Opinion

How Tennessee incentivizes abortions

We need legislation that protects pregnancy and mothers, not just unborn infants

August has witnessed a bombardment of bad news for America's most vulnerable mothers and babies.

First, lawyers for the Equal Employment Opportunity Commission released a breakdown of the pregnancy discrimination cases they handled in 2013 — and the big finding was quite distressing. Women in low-income jobs — like food service, retail, and manufacturing — are the most likely to seek help dealing with pregnancy discrimination in the workplace, they found. That's especially alarming when you consider that low-income workers tend to need their work the most, a reality made more grave by pregnancy.

Second, there's already been an arrest in Tennessee under a new law that turns newborns addicted to or harmed by drugs during pregnancy into evidence in their moms' prosecution for assault. Despite the fact that there is little evidence to support the idea that such a measure would dissuade drug use during pregnancies, the law passed with overwhelming support from the Tennessee legislature.

What these two scenarios — the absence of solid labor protections for pregnant workers and the Tennessee punitive legislation — have in common is that they both unintentionally form push factors that make abortion an attractive option.

If fair accommodations for pregnant workers are not legally guaranteed, then women have a great deal to lose from pushing employers to provide them. When a low-income pregnant worker loses her job, she very suddenly loses access to any number of supports, chief among them insurance and income. Faced with these repercussions, it is not hard to imagine how abortion begins to look better than carrying a child to term with no way to care for it.

The same abortion-incentivizing result can be found in Tennessee's law. The possibility of imprisonment for giving birth to a drug-addicted baby basically encourages women in dire straits to pursue abortion instead of carrying their babies to term. If ultrasounds are imagined to be a substantial enough nudge to put women off of abortion, then surely the prospect of jail time — or poverty and lost insurance — is substantial enough to do the opposite.

And that's the problem with current thinking about abortion: A culture of life — one that is truly hospitable not only to the birth of children, but to pregnancy, motherhood, and family life — must be outfitted with legislation that protects pregnancy and mothers as strenuously as it does infants.

Our policy regarding abortion cannot rest on punishment; each mother that is thrown in prison represents one child bereft of a natural parent, a circumstance antithetical to the purpose of a culture of life. Instead of threatening to imprison pregnant women who use drugs, it would be wiser to provide free and reliably accessible health care to treat addiction and the problems that give rise to it. Likewise, rather than presuming companies produce family-friendly cultures on their own, legislation protecting the rights of pregnant workers seems an intelligent investment in moms and their infants.
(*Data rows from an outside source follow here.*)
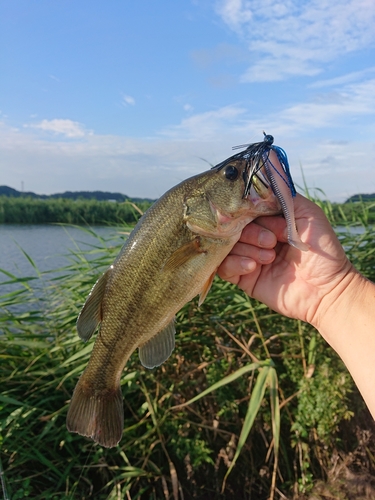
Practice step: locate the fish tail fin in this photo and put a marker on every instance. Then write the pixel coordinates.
(97, 414)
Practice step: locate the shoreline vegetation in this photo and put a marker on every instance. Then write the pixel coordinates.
(249, 405)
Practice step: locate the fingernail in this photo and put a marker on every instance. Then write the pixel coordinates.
(266, 238)
(265, 256)
(248, 264)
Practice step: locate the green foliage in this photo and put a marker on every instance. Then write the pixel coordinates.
(27, 210)
(249, 401)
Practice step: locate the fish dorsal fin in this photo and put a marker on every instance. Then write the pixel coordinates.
(159, 348)
(91, 313)
(184, 254)
(206, 288)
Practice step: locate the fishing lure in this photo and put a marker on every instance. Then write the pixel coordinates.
(274, 161)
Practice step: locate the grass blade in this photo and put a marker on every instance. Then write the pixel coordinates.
(252, 410)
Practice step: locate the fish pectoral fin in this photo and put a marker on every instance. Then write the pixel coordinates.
(91, 313)
(206, 288)
(184, 254)
(159, 348)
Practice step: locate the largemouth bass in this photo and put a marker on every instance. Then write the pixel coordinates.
(170, 257)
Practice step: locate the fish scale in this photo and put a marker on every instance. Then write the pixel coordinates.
(170, 257)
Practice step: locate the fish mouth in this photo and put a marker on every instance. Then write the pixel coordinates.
(258, 188)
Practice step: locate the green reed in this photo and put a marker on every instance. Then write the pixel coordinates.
(250, 404)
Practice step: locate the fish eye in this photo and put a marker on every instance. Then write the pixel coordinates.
(231, 172)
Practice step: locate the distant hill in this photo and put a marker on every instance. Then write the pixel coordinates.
(72, 195)
(361, 197)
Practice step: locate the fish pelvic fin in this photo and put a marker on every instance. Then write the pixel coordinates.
(159, 348)
(97, 414)
(91, 313)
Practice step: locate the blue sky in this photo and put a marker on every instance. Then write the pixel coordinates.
(135, 96)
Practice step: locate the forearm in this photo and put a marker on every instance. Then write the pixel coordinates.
(348, 325)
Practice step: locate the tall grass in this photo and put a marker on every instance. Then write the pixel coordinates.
(250, 404)
(26, 210)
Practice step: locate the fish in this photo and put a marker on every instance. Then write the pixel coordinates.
(170, 257)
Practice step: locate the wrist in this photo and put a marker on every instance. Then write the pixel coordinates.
(341, 308)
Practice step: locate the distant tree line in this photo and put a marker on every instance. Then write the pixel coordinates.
(72, 195)
(29, 210)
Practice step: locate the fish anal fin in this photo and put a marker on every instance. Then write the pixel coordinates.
(184, 254)
(159, 348)
(96, 414)
(91, 313)
(206, 288)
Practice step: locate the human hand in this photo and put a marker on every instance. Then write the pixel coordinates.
(297, 284)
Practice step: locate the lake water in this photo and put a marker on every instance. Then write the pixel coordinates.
(48, 246)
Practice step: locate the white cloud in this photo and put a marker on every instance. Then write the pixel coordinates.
(297, 37)
(68, 128)
(128, 100)
(326, 134)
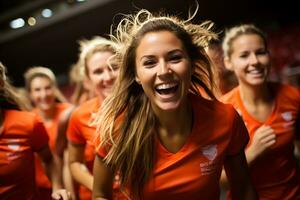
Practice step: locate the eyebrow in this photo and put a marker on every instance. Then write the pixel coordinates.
(170, 52)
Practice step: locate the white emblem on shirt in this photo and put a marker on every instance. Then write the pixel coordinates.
(210, 152)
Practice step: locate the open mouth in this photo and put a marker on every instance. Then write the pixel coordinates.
(167, 88)
(256, 71)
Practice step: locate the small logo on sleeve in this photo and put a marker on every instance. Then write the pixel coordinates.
(210, 152)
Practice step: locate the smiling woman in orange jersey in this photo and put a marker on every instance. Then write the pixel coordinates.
(269, 111)
(21, 135)
(48, 104)
(156, 130)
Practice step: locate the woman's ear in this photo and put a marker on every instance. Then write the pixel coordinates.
(228, 64)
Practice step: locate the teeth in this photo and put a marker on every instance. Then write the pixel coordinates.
(166, 86)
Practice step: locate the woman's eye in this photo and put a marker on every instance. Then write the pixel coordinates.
(148, 62)
(175, 58)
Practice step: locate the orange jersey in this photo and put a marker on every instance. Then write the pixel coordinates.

When Pope Francis remarks on abortion, he often speaks of a "throwaway culture" that "wastes" human life. I believe this to be an equally accurate assessment of the social circumstances that turn abortion into a grim but ordinary reality. It's not only infants whose lives are thrown away by cultures that provide insufficient support for pregnancy and childbearing, but mothers' and would-be mothers' lives as well. A culture of life that prevents the throwaway tendencies Pope Francis rightly condemns should recognize that the relationship between mother, infant, community, work, and care is a thick and irresolvable one. To support infants, we must support mothers in all their capacities, from healthcare to work to child-raising itself.